Het is van Remcooooh in sneltempo naar Remcoeioeioei gegaan bij QuickStep-Alpha Vinyl. Je hoeft maar een paar telefoontjes te doen om spitante details te krijgen over hoe ze in de clan-Evenepoel tegenover de ploeg staan, maar ook hoe de CEO hen steeds meer op de zenuwen werkt.

Evenepoel en zijn pa zijn niet van gisteren. Zij weten hoe het er bij Jumbo aan toegaat, door wie Jonas Vingegaard wordt omringd. Zij weten wie UAE binnenhaalt volgend jaar om Tadej Pogacar te helpen (Adam Yates, Domen Novak en Tim Wellens), en dat naast wie we er al zit. Zij weten hoe nauwgezet die teams hun klassementsrenners, voortaan Evenepoels directe concurrenten, begeleiden en omkaderen met goedbetaalde helpers.

Niks zegt dat ze bij QuickStep-Alpha Vinyl (volgend jaar Soudal-QuickStep) op termijn niet kunnen, maar ze hebben nog veel stappen te zetten. Lefevere weet dat en dringt aan op geduld. Voor 2024 zijn de vooruitzichten voor een grote rondeploeg beter, zei hij recentelijk nog. Kan zijn, maar het eerstvolgend seizoen is wel 2023 en laat dat nu het jaar zijn waarin Remco definitief Eddy wil worden.

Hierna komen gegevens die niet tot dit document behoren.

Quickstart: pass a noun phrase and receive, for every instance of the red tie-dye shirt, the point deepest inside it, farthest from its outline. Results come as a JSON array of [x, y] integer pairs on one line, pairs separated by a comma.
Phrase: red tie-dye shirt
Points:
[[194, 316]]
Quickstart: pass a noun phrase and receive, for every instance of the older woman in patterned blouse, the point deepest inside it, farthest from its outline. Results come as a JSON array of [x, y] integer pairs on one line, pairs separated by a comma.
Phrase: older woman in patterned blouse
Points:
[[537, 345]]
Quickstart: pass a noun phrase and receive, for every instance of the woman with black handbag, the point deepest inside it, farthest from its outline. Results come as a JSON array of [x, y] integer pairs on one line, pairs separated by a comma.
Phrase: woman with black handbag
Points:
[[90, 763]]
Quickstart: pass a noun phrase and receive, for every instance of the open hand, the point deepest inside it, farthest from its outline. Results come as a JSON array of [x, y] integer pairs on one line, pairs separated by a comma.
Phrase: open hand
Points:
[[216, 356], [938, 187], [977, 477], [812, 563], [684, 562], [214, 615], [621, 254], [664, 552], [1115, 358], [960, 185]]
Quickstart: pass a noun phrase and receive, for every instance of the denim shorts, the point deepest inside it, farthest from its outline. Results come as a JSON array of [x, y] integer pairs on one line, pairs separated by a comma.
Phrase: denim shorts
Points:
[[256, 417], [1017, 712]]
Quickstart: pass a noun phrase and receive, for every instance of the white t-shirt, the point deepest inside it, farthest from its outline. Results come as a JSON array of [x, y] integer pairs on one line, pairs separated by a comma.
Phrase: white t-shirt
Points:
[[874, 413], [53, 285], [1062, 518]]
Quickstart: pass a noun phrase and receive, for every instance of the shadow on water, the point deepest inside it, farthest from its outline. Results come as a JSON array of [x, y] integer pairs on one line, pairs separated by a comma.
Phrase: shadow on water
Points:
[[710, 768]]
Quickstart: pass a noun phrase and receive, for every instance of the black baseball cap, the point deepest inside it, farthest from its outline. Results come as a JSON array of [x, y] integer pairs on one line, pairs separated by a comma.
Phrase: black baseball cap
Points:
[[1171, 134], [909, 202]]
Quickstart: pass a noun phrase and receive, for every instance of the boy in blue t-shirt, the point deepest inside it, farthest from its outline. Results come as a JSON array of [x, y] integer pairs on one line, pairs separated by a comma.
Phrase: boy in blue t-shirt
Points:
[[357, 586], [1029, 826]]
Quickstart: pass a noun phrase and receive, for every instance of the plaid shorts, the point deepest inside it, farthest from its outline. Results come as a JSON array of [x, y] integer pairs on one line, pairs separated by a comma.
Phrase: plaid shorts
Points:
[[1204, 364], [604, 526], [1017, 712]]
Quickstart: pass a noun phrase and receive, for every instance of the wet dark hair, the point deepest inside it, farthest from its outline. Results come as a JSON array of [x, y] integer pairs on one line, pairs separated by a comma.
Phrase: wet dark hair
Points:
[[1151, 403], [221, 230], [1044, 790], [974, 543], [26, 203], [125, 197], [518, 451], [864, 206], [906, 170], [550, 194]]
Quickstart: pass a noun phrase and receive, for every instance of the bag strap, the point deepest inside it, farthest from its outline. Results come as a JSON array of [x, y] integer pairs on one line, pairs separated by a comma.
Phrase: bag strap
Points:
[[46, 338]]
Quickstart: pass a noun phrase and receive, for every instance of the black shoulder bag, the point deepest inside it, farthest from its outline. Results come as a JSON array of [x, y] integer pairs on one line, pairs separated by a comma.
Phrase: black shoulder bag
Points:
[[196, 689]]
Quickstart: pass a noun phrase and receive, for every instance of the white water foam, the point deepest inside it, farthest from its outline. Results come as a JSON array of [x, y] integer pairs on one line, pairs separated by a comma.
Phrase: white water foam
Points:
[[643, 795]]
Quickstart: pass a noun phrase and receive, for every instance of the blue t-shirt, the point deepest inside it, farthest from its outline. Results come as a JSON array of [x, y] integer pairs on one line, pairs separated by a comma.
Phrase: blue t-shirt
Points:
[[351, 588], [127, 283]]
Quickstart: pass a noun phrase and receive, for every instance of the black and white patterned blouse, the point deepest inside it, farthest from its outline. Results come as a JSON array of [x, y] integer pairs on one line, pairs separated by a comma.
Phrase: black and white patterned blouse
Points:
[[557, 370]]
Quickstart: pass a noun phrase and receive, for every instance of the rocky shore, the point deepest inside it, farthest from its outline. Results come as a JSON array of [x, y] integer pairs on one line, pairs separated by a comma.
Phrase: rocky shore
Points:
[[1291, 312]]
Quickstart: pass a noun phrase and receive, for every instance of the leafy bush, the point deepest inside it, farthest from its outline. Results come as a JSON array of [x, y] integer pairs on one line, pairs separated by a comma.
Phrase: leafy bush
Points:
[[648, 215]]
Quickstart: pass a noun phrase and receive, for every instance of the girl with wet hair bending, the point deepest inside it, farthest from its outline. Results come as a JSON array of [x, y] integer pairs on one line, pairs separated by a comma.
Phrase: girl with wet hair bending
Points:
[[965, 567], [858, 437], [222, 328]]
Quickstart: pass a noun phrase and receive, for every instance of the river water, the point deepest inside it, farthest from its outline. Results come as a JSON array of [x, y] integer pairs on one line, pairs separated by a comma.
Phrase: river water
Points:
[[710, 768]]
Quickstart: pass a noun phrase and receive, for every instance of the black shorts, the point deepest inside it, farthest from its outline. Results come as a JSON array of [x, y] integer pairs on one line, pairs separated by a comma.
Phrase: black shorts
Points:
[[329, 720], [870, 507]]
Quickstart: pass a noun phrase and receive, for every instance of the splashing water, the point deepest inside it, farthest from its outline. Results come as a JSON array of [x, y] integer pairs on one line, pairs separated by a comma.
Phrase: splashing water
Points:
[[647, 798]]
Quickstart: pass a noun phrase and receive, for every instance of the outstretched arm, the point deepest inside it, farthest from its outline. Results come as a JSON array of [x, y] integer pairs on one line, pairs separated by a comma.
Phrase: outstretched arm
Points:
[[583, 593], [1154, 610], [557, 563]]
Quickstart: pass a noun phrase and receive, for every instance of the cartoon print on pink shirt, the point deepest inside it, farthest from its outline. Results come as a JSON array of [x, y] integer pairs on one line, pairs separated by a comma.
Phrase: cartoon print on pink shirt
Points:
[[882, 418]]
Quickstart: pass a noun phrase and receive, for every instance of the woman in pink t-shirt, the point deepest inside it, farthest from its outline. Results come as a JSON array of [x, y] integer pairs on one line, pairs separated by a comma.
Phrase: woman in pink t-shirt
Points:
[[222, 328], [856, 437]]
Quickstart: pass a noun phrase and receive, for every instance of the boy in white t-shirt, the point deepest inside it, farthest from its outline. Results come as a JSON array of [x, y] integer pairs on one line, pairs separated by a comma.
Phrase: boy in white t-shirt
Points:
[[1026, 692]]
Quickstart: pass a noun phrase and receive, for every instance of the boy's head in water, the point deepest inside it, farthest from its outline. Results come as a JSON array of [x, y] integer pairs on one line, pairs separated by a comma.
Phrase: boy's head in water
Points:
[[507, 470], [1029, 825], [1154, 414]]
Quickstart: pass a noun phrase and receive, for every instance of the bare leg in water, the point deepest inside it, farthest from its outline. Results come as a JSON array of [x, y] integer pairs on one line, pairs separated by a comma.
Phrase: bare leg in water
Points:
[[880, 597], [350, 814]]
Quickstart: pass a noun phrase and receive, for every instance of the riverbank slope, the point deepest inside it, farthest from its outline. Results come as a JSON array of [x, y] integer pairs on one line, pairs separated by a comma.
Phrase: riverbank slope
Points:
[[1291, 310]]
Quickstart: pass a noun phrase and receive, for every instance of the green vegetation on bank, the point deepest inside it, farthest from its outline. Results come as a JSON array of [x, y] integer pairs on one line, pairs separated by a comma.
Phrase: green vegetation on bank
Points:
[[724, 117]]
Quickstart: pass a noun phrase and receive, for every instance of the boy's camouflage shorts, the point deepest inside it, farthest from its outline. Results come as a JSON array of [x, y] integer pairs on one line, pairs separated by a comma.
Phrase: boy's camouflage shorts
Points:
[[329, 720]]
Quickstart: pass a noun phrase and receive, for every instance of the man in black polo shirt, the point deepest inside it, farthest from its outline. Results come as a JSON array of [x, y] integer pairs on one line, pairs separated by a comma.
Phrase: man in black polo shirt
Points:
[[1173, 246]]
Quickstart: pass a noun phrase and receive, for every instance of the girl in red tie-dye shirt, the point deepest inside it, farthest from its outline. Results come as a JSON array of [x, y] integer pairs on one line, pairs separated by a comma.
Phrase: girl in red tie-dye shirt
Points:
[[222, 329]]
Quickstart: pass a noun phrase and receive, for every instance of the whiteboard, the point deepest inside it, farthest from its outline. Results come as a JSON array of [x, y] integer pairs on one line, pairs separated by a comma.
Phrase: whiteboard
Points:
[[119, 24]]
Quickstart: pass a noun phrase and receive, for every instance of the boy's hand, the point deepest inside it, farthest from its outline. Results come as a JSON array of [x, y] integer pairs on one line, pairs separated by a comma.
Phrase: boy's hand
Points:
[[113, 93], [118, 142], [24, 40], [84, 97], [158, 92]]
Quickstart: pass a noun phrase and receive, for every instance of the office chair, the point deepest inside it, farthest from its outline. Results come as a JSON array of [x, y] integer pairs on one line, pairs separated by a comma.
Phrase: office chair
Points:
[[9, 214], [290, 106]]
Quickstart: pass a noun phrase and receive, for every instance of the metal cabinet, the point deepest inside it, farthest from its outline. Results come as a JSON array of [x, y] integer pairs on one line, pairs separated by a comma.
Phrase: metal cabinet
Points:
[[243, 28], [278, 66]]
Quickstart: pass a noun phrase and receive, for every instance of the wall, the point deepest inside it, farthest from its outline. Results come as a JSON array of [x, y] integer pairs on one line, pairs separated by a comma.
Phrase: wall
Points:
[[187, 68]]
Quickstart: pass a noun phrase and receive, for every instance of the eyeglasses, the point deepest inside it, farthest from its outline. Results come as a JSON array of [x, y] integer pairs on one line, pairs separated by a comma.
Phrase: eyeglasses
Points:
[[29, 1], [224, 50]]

QuickStep in de versie ’23 heeft jonge talenten die aardig bergop kunnen, maar alvast één van die gasten heeft eigen ambities en koerst daarom op eigen vraag zelden in een ploeg met Evenepoel. Dat Lefevere bovendien voorlopig geen enkele klimmer/helper van hoog niveau maar wel voor gruwelijk veel geld sprinter Tim Merlier haalde, dat vonden de Evenepoels onbegrijpelijk.

Antwoord op vraagstuk 2: Evenepoel blijft bij Lefevere, voorlopig, omdat hij niet anders kan. We gaan wel een erg boeiend najaar, winter en 2023 tegemoet.